Alias a manipulação midiática das mídias sociais são uma das melhores abordagens da série. Como uma informação pode passar a ser verdade ou mentira em questão de segundos dependendo do grupo que esteja sendo reportado e também como elas moldam as pessoas que passam a definir seus argumentos como definitivos é assustador! (vide o inicio de um episódio da temporada destaca isso).
O protagonismo feminino é outro ponto a destacar. Starlight (Erin Moriarty) e Kimiko (Karen Fukuhara) evoluem e a mudança fica nítida na personalidade de suas personagens, mostrando que não é possível elas se manterem as mesmas depois dos acontecimentos da primeira temporada. Já Queen Maeve (Dominique McElligott) recebe uma interessante atenção, proporcionando necessários debates sobre orientação sexual e a exploração do assunto pela mídia.Alias há momentos únicos que a série usa da sua acidez para criticar e criar uma deliciosa antítese à própria imagem feminina forçada, além de nos brindar e ensinar a Hollywood como usar o momento “girl power” sem soa forçado.

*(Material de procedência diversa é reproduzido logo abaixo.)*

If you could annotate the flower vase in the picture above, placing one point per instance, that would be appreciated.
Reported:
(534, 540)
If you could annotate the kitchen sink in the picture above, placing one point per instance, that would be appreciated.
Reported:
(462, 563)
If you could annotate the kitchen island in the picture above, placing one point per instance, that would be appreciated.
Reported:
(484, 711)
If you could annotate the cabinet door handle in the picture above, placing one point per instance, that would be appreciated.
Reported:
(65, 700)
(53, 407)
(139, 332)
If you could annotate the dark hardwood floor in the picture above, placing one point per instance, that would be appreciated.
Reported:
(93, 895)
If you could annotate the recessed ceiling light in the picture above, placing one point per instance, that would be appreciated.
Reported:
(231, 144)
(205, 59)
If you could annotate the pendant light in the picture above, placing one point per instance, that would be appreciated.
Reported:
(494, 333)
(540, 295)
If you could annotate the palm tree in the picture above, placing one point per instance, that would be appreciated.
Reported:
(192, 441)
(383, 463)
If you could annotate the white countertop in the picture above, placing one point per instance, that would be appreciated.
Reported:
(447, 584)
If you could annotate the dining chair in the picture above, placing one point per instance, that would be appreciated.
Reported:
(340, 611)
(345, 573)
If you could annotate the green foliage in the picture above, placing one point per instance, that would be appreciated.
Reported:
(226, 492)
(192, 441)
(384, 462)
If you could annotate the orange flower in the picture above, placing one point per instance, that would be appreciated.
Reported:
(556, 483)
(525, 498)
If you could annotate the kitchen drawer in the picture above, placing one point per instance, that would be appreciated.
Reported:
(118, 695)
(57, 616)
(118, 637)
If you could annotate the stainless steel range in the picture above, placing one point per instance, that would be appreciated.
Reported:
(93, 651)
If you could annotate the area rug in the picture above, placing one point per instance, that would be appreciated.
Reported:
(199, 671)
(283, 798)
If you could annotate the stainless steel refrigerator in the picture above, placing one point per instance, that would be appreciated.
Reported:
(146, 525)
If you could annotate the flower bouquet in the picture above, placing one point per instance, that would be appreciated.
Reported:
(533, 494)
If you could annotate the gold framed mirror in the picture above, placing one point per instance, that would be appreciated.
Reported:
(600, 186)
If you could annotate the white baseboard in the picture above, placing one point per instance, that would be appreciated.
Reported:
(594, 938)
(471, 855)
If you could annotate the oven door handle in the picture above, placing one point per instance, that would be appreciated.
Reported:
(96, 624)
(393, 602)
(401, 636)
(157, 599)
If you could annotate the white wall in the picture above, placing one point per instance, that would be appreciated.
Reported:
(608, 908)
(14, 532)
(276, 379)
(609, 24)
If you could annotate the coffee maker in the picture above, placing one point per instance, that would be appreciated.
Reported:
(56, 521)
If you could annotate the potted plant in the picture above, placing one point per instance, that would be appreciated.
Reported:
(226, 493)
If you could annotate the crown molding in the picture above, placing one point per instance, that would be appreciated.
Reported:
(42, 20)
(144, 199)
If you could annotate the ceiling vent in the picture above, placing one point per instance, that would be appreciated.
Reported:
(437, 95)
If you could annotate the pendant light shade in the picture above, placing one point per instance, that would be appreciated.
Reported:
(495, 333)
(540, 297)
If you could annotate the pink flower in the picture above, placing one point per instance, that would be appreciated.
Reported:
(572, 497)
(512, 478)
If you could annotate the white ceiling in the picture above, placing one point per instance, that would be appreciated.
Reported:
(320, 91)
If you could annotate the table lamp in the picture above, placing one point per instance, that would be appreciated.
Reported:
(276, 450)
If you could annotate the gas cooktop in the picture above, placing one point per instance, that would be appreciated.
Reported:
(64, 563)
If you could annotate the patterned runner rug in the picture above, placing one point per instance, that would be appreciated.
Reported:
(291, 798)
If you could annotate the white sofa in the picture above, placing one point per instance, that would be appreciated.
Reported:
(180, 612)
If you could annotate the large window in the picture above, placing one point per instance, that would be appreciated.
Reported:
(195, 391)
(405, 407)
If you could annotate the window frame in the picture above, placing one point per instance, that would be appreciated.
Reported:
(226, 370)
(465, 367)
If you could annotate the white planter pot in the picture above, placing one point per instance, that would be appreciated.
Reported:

O elenco mais uma vez está sensacional! Karl Urban, Anthony Star,Aya Cash,Erin Moriarty,Giancarlo Esposito(ainda que pouco tempo) entre tantos outros entregam profundidade aos seus personagens que amamos e odiamos no mesmo nível.Até o ultimo episódio me vi quase que me interagindo e passando de todas as tramas e acontecimentos, me importando com as decisões tomadas e tal. Poucas vezes me vi assim, e tenho certeza que você que está lendo assim como eu deva ter tido algo devido ao grau de imersão de seus atores a eles.
Bom, The Boys tudo funciona tão bem que até os deslizes passam batidos visto que a série só evoluiu tanto em roteiro e desenvolvimento como sua brutalidade se mantem intacta e seu gancho abre inúmeras e surpreendentes possibilidades para um futuro ainda mais promissor. Por favor Amazon não demore em nos trazer os “Garotos” de volta!